Source: California Channel webcast.
State Sen. Jeff Stone, R-La Quinta, discusses a spending item during the review of the state budget on Wednesday.
(Updated June 20 with clarification on per student funding under the Local Control Funding Formula.) 

Facing a midnight deadline, the Legislature Wednesday passed a $171 billion state budget for the fiscal year starting July 1 that steers an extra $2 billion that Gov. Jerry Brown demanded into a rainy day reserve and commits an additional half-billion dollars for early childhood education over the next four years. Brown is expected to sign the budget, which his staff negotiated.

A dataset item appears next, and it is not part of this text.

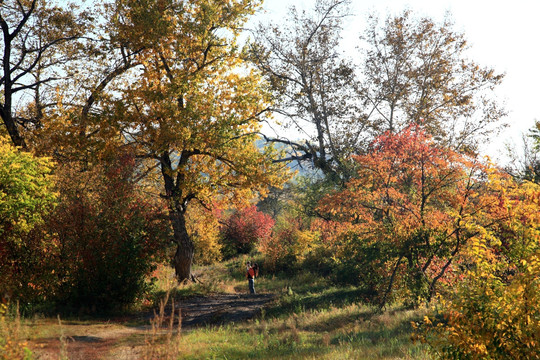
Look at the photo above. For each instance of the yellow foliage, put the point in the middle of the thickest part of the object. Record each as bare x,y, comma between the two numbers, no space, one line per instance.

Education will fare well. The 4 percent overall  increase in revenue for K-12 districts in 2016-17, while it pales compared with the unusual 11 percent increase last year, is large by historical standards. Forecasts of revenue in coming years are cloudy and will depend on whether a recession happens, as Brown predicts, and whether voters in November re-up Proposition 30, extending an income tax increase on the state’s wealthiest residents.

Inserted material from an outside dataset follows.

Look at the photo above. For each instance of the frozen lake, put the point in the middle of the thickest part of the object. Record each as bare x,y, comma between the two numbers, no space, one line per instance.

 Here are some of the big numbers for education in the budget for 2016-17:

Including the 2016-17 state budget, revenue for K-12 schools and community colleges from Proposition 98 has grown $24.6 billion or 52 percent since 2011-12, the low point of funding following the recession.

Credit: Justin Allen / EdSource

Including the 2016-17 state budget, revenue for K-12 schools and community colleges from Proposition 98 has grown $24.6 billion or 52 percent since 2011-12, the low point of funding following the recession.

 Proposition 98

  • $71.9 billion: The Proposition 98 guarantee, the main source of money for K-12 and community colleges. That’s $2.8 billion more than the revised total for 2015-16, and $3.5 billion more than the Legislature appropriated a year ago for the current year.
  • $10,657: Per-student funding, up 4.3 percent from $10,217 in 2015-16, according to the Legislative Analyst’s Office.
  • $63.5 billion: Portion of Prop. 98 to K-12.
  • $8.3 billion: Portion of Prop. 98 to community colleges.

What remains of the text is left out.